IN SEARCH OF THE PERFECT DIET Part 2
Toward A More Perfect Diet
By Bart Brodsky & Janet Geis
Janet Geis and Bart Brodsky have been in search of the perfect diet for several years. Where their own diet is concerned, there's always room for improvement. Janet and Bart are the publishers of OPEN EXCHANGE MAGAZINE and invite you to help them on their search! Email your suggestions and comments to firstname.lastname@example.org.
Our main goal "In Search Of The Perfect Diet" is to live longer, healthier lives. Although we both could afford to lose a few pounds, we're not looking for a temporary "weight loss" program; we take it on faith that if we eat a more perfect diet the weight will take care of itself. We love to eat and cook, but we're not nutrition experts, so we tend to pay close attention to what the experts themselves recommend.
Where The Experts Agree
The Standard American Diet, appropriately called "SAD," is one of the worst ways to eat. SAD is a major contributor to obesity, premature heart disease and diabetes, and also increases the risk of various cancers. Americans tend to eat too much red meat and processed foods, too much sugar, too many bad fats, too many chemicals and preservatives, and not enough fresh whole grains, fruits and vegetables.

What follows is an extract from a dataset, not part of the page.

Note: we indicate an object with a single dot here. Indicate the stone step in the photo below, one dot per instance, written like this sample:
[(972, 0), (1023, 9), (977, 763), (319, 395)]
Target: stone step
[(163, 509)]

Our portions are too large, as well. Eating less is correlated with longer lifespans and less risk of a variety of diseases. Weighing less is generally healthier, although media stereotypes are unrealistically skinny. People come in all shapes and sizes. Hard bodies are nice, but curves are sexy, too!
A Healthier Diet
A newly svelte President Bill Clinton told late night host David Letterman that he has adopted a "plant-based diet" to save his life. Both Letterman and Clinton have had coronary bypass surgery and angioplasty to unclog blocked arteries.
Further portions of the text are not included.